Here at Macs Adventure, we pride ourselves on knowing the Camino de Santiago inside out. While pilgrims have been walking the route for thousands of years, we help people navigate their way along without having to carry heavy packs and ensuring a comfortable bed at the end of the day.
It is important for us to make sure you have all the information you need before setting off on this epic walk across the North of Spain. Everything you need to know should be on this page, but if you find you are still looking for info, you can contact our Destination Specialists at [email protected] or you can download our free Camino Frances guide to read offline.
6 Essential Planning Tools for the Camino de Santiago
Length - The Camino stretches right across the north of Spain. It starts in France, in St Jean Pied de Port, and leads pilgrims all the way to Santiago de Compostela, 791km to the west. We have split it down into weeklong sections, should you not have the time to do it all at once. If you want to see which section would be the best for you, check out our blog - Which Stage of the Camino de Santiago Should I Walk?
The Waymarking is amazing - Even on the lesser known of the Camino treks, the way is marked by the scallop shell symbol and painted yellow arrows. Just when you think you haven't seen a symbol for a while, a little dab of yellow paint on a rock or tree will assure you that you are still walking the Camino de Santiago.
Toughest Section - The first day has attained legendary status for its difficulty, but in truth, it is not too bad. Walking over the Pyrenees from France to Spain is an amazing experience, rewarding you with outstanding views and a real sense of achievement. For more information, see our blog post - The First Day From St Jean to Roncesvalles.
Weather - With it being such a long trip, it is hard to generalise about the weather on the Camino Frances. Generally, the north of Spain is cooler and does attract more rain than the south, so we would suggest always having light waterproofs in your daypack. Galicia, in particular, owes its verdant green to the amount of rain. You can keep an eye on the weather by using Accuweather's dedicated Spain page.
The Camino de Santiago has many names - It can be The Way of St James, Camino Frances, The French Way or simply The Way. It can also be St James' Path, St James' Trail, Chemin de St Jacques or El Camino. Whichever name you wish to call it, it is still the same glorious pilgrimage across Spain. Camino de Santiago - Whats in a Name?

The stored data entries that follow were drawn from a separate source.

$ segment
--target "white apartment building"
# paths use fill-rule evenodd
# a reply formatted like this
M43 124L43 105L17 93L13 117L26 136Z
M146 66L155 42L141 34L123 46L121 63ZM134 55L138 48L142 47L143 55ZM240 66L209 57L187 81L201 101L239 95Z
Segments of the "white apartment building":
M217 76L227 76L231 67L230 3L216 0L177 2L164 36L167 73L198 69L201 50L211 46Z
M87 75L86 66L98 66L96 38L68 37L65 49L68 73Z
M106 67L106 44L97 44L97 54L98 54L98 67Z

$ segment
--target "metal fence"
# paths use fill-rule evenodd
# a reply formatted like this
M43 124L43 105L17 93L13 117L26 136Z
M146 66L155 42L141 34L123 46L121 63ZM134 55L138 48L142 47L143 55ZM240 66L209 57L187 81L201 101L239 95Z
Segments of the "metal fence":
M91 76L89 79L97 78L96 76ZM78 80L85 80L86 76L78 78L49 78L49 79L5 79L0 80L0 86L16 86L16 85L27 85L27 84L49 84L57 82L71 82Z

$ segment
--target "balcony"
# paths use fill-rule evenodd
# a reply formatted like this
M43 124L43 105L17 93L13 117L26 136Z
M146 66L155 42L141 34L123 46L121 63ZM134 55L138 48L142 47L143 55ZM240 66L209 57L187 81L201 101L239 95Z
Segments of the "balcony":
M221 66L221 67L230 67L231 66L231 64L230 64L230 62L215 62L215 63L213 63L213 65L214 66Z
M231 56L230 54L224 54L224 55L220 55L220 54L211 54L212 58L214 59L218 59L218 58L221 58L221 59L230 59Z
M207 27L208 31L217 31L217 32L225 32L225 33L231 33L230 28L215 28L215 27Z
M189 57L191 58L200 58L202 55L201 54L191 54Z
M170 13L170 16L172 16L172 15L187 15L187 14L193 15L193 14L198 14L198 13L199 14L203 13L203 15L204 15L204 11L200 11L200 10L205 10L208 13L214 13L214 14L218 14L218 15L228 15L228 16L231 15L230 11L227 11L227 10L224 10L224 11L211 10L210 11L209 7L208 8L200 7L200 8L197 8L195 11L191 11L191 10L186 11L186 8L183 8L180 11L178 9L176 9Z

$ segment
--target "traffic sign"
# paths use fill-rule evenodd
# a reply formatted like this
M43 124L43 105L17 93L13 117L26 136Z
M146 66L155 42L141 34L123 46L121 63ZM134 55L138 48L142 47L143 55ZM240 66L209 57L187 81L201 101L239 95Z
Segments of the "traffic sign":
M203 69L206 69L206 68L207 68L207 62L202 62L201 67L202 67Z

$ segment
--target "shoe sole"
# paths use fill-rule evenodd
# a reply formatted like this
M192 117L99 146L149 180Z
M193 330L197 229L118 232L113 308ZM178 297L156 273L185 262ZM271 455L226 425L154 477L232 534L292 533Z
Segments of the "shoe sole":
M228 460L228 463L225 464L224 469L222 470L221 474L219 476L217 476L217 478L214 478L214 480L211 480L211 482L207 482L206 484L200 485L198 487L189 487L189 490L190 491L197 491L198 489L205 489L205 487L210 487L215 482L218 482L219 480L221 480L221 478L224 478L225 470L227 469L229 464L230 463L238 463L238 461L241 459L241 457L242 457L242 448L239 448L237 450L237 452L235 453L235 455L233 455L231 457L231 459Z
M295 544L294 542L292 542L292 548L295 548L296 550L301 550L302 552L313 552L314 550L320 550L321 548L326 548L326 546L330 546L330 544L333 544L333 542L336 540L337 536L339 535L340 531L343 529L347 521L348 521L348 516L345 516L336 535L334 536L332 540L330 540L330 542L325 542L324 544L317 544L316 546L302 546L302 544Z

To get your Compostela, you need to walk at least 100km - This means that many people start their trip from Sarria, almost exactly 100km from Santiago de Compostela. If you are cycling, you need to cycle at least 200km, so many people begin their cycling pilgrimage in Leon.
Mass in Santiago de Compostela. Whether you have walked any of the Camino routes for religious reasons or not, going to the pilgrims mass in Santiago Cathedral is still a powerful and moving experience. There are two masses every day, one at 1200 and one at 1930. Get there early as they do get very busy!
The Pilgrims Menu. A great food tip is to look for places serving a Menu del Dia or Pilgrims Menu. These 3-course meals, with wine and water, only cost around €10-15 and are great value. However, in cities like Logroño or San Sebastian, it is definitely worth forgoing the Menu del Dia and eating with the locals.
Don't worry about packed lunches. On the Camino Francés, there are bars, restaurants and shops at regular intervals, so there will always be somewhere for you to eat on the route. Most of these places will also be happy to stamp your Pilgrims Passport and wish you a 'Buen Camino'.
Prepare for a wait in Santiago. If you go straight to the Pilgrims Office in Santiago to get your Compostela certificate, be prepared for a long wait. Queues can be up to 2 hours long, so we would recommend either packing some comfortable shoes to change into, or go back the next morning when it is quieter.
Learn a little of the language. While you will get by without speaking the language, the locals will really appreciate it if you try. Even learning the pleasantries is a great start. For extra credit, try learning a few Galician words or if you are starting the Camino del Norte, learn a few words of Basque.